Mai: Eine kleine Spielerei für große Schriften: bindet man zwei Buntstifte (oder welche Stifte auch immer) fest aneinander, funktionieren sie wie eine sehr breite Bandzugfeder, die nur an den Außenkanten Farbe aufs Papier bringt. Hier mit einer grünen und einer blauen Spitze, die Mitte dann rot schraffiert. So bekommt man sehr einfach große Schriften hin, bei diesem Beispiel sind die Buchstaben 5 cm hoch. Den Abstand der beiden Linienschreiber kann man beliebig variieren, indem man (für kleinere Buchstaben) die zueinanderliegende Seite dünner schnitzt/abraspelt oder für größere mit Abstandhaltern zwischen den beiden Stiften arbeitet. Wenn es wirklich GROSS werden soll, kann man sich die Stifte in Abstand x auf ein Brettchen nageln. Die jeweilige Buchstabengröße errechnet sich aus Stifteabstand x fünf (bei der Fraktur, andere Schriften wie Unzialis laufen breiter).

April: In Iserlohn, hier im Sauerland bzw. dem angrenzenden Märkischen, gab es früher eine sehr maßgebliche Federproduktion. „Die beste Feder, lieber Sohn, ist die von Brause – Iserlohn“ hieß es damals, und der Spruch steht noch heute am alten Fabrikgebäude, das als technisches Kulturdenkmal eingetragen ist. Darum hatte ich mir von einer Sonderausstellung (siehe Märzeintrag) zu mittelalterlichen Scriptorien ein wenig mehr versprochen als einen einzigen Raum mit spärlichen Anschauungsobjekten. Einige Erläuterungen zu einzelnen Farbpigmenten, ein paar Werkzeuge, mehr gab es nicht. Im Ganzen lohnt der Weg (leider) nicht.
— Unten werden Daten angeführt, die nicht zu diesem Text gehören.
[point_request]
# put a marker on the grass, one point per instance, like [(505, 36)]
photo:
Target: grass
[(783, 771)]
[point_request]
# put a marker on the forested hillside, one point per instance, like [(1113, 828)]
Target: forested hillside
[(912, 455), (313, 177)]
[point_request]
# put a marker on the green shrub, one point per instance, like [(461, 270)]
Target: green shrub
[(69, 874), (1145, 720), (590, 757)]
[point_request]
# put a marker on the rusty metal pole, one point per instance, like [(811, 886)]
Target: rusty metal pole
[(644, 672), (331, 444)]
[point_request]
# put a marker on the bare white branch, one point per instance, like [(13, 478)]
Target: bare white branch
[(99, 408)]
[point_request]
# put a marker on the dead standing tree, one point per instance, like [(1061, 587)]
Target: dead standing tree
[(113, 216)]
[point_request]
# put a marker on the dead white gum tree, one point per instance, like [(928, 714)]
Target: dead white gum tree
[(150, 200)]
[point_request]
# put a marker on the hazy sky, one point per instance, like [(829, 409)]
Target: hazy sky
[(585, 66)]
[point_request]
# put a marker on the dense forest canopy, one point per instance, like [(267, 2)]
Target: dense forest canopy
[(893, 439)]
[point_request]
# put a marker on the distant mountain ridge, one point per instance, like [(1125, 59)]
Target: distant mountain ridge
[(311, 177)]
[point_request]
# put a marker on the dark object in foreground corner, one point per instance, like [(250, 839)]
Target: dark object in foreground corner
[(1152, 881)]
Aber anhand eines abfotografierten Zitates fand ich dafür dieses Lexikon mit üppigeren Informationen, im Ganzen erreichbar unter www.mittelalter-lexikon.de

Sehr interessant auch dieser Artikel zu den vielen Schwindeleien mittelalterlicher Scriptorien, wo sich per Urkundenfälschung Ländereien, Pfründe und Reliquien einverleibt wurden. Die bekannteste dieser historischen Fälschungen war die „konstantinische Schenkung„, die die Machtposition des Papstes erheblich stärkte.

Februar: Immer wieder wird die Frage nach Schreibpulten gestellt. Wer die alten Darstellungen aus Klosterscriptorien

kennt, wundert sich über die extrem steilen Schreibwinkel der Pulte. Dies ist dem Schreibwerkzeug geschuldet, der Gänsefeder. Mit ihr schreibt es sich am besten, und der Schreibfluss ist gleichmässiger, wenn sie fast waagerecht übers Papier, bzw. das Pergament geführt wird.
Es gibt natürlich Zeichentische, die man stufenlos ein ihrer Neigung einstellen kann. Wenn man weniger Platz hat, tut es auch eine große Holz- oder Glasplatte, wo die Arme bequem drauf Platz haben. Darf also schon einen Meter breit sein. Eine Glasplatte hat den Vorteil, dass man von unten beleuchten und so mit vorgedrucktem Linierpapier arbeiten kann. Wer sich schon einmal beim Ausradieren von Hilfslinien eine Arbeit versaut hat, wird das zu schätzen wissen.
Zur Linken meine erste Leuchtkiste. Die Glasplatte wird passend eingesetzt und von unten mit Holzleisten gehalten. Das muß absolut bündig abschliessen und wird eingekittet (dabei kann man mit der Kittmenge gut die Bündigkeit einregeln). Unterhalb der Glasplatte kann man eine abnehmbare Leiste als Papierbremse anbringen.

Januar 2014: Eine der Fundsachen des Internets, eine Feder die ich wirklich gern einmal nutzen würde! Der Ferrari der Kalligrafin… oder vielleicht eher ein Rolls Royce. Ich hoffe ja ehrlich gesagt auf die kommende 3-D-Druckergeneration, die mir sowas alles schick ausdruckt 😉 Da steht uns wieder was ins globale Haus mit dieser Neuerung, die erste ausgedruckte und funktionierende Waffe gab es ja schon.